A commencement order that brings into force sections 19-30, 32-33 and Schedule 3 of the Judicial Review and Courts Act 2022, with provisions taking effect 21 days after the regulations are made. It is purely procedural/administrative in nature, establishing the timeline for when certain provisions of the parent Act become law.

Reason

This is a commencement order, not a substantive regulation. It merely schedules when already-enacted provisions take effect. It imposes no regulatory burden, creates no compliance costs, and does not restrict economic activity. Deleting it would create legal uncertainty about when the underlying provisions take force, providing no benefit while creating administrative chaos. Procedural machinery of this kind is neutral in terms of economic freedom.

delete The National Health Service (Liabilities to Third Parties Scheme) (England) (Amendment) Regulations 2023 uksi-2023-634 · 2023
Summary

Amends the National Health Service (Liabilities to Third Parties Scheme) (England) Regulations 2018 to add the Commissioner for Patient Safety to the list of parties covered under the NHS liability scheme. The amendment is administrative in nature, taking effect on 11 July 2023 and extending to England and Wales.

Reason

This is a minor administrative amendment that extends NHS-related bureaucracy by adding another government body (Commissioner for Patient Safety) to an existing liability scheme. The underlying scheme represents government assumption of risk that private markets could handle more efficiently. While the amendment itself creates limited direct cost, it reinforces the NHS monoculture by ensuring another regulator is embedded within its liability framework. The regulation does not advance competition, choice, or market discipline in healthcare — it merely expands the administrative scope of a state-managed system.

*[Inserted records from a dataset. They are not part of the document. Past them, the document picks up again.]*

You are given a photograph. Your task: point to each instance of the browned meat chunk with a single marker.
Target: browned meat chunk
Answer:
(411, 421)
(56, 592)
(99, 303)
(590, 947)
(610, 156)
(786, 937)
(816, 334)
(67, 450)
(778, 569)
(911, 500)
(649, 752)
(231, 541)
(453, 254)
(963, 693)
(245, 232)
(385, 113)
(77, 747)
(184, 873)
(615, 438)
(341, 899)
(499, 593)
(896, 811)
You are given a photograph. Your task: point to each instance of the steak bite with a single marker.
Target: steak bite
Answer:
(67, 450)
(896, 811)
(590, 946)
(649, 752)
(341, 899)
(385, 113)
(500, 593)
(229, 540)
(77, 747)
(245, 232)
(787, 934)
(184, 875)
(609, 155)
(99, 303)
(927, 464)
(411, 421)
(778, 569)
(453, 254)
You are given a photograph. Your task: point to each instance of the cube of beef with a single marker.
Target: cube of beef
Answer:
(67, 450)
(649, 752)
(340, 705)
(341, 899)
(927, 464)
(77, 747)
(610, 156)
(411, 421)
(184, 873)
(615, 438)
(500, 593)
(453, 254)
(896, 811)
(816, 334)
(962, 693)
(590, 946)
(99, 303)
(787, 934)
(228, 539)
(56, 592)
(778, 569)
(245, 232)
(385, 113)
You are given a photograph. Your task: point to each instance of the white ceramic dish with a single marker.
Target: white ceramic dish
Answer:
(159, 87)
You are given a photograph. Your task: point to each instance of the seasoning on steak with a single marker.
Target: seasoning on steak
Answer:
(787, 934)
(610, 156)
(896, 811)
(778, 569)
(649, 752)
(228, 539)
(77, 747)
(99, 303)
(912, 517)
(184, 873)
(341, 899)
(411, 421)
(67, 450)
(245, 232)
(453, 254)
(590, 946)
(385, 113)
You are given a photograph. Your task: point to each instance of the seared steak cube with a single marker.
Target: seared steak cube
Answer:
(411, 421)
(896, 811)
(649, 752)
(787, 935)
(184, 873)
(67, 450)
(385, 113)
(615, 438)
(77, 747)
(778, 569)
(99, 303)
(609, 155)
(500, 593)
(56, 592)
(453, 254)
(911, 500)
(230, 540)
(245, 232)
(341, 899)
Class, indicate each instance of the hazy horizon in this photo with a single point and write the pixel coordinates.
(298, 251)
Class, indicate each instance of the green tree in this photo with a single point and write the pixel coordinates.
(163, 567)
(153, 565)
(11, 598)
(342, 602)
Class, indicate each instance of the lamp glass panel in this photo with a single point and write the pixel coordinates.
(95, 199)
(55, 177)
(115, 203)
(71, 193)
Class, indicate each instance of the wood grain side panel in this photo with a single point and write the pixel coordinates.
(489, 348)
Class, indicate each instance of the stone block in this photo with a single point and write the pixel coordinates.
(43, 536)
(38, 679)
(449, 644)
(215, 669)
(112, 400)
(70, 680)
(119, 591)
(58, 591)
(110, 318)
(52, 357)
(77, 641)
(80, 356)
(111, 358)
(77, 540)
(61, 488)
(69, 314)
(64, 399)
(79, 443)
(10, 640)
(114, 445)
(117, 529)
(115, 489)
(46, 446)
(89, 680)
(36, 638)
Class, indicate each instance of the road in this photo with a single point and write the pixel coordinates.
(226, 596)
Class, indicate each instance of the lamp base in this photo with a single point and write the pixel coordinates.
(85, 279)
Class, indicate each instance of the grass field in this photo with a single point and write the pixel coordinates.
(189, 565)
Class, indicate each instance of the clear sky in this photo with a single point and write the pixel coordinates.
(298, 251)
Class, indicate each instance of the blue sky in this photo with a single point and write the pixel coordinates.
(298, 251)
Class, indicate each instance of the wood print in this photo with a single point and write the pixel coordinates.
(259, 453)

delete The Social Security (Income and Capital Disregards) (Amendment) Regulations 2023 uksi-2023-640 · 2023
Summary

Amends multiple Social Security regulations to add income and capital disregards for three categories of payments: Grenfell Tower payments (compensation for 2017 fire), Post Office compensation payments (for Horizon IT system failures), and vaccine damage payments (under the Vaccine Damage Payments Act 1979). These disregards prevent such payments from reducing means-tested benefit entitlements.

Reason

While these payments address genuine wrongs, using the benefits system as a delivery mechanism for compensation creates perverse distortions: it treats some victims differently based on political prioritisation rather than need, adds regulatory complexity across eight separate instruments, and establishes a precedent that encourages further gold-plating of EU-era means-testing rules. The compensation purposes these serve should be achieved through direct, transparent compensation schemes rather than manipulating social security disregards.